The film opens and closes with the song What's Up by Four Non-Blondes. The closing version is a downbeat wistful rendition by 17-year-old Willa Amai and I have never felt the lyrics to that song so deeply - especially as they relate to Bunny and Tonya's plight. It provides perfect bookends to this heavy-hearted tale of female strength, bravery and the boundlessness of motherly love.
Afterwards, Greg asked me whether I liked it and we got into a petty argument over whether there's a difference between liking a film and thinking it's good. The Justice of Bunny King is an excellent, important, emotionally transfixing story - a beautifully executed film that everyone should watch. After watching it, the agonising reality of the daily struggle against poverty, faced by so many New Zealanders, has been imprinted on to my soul. Did I like it? No, it was so harrowing I literally couldn't sit still. But was it good? It was very, very good.
HE SAW
Half an hour or 40 minutes into the movie's unremitting bleakness - inescapable poverty, child abuse, urination through a car sunroof, the loss of one's children, the torture imposed by a system which insists it has everyone's best interests at heart, despite clear evidence to the contrary - Zanna turned to me and said, "This better have a happy ending."
At the end of the movie, after another hour or so of unremitting bleakness, I asked if she had liked it.

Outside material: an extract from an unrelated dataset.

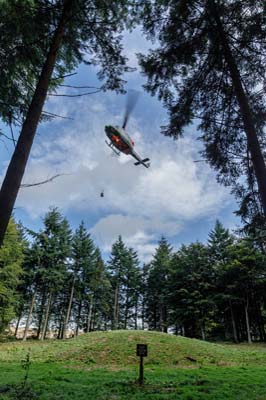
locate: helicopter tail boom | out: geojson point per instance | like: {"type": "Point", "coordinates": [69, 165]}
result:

She looked at me with unremitting contempt and said, "Of course I didn't like it. It's not the type of movie you like."
Because she also said she thought it was a good movie, I engaged her in a long and pathetic argument about whether it's possible to think of something as good but not like it. She said she likes a lot of things that are not good, and I had just begun telling her that was an incoherent point when we heard Casper (4) wake up and begin tottering through the bathroom that separates our bedroom from his. By the time I made it to our bedroom, he was wandering around, eyes half-closed, tightly cuddling the enormous stuffed caterpillar he inexplicably calls, "Meatball". I picked him up and deposited him on Zanna's side of the bed and lay next to him. He snuggled into me and held my face between his hands.
My heart swollen with love and conciliation, I sent Zanna the following text: "What I wanted to say was that it excavated and exposed to the atmosphere an entire substrata of humanity we would rather stay buried, so we didn't have to deal with the moral obligations their suffering imposes on those of us lucky enough to otherwise never see it. This is why movies like this are more important than any reports or statistics."
She replied: "Mmmm so why do you think you find it so hard to deal with? Why do you need to deflect?"
At that point, I came out of the bedroom and said to her that I deflected because I found it so hard to talk about all this darkness. She disagreed.
"Women are used to doing unpaid labour. Men aren't. You don't want to think too deeply about the movie because it will make you think you should be doing something about it."
I said the problems presented in the movie weren't something that could be fixed by individuals, that it was a system-level issue.
She said, "So what are you doing to fix the system?"
I didn't have a good answer for that.
The Justice of Bunny King is in cinemas now.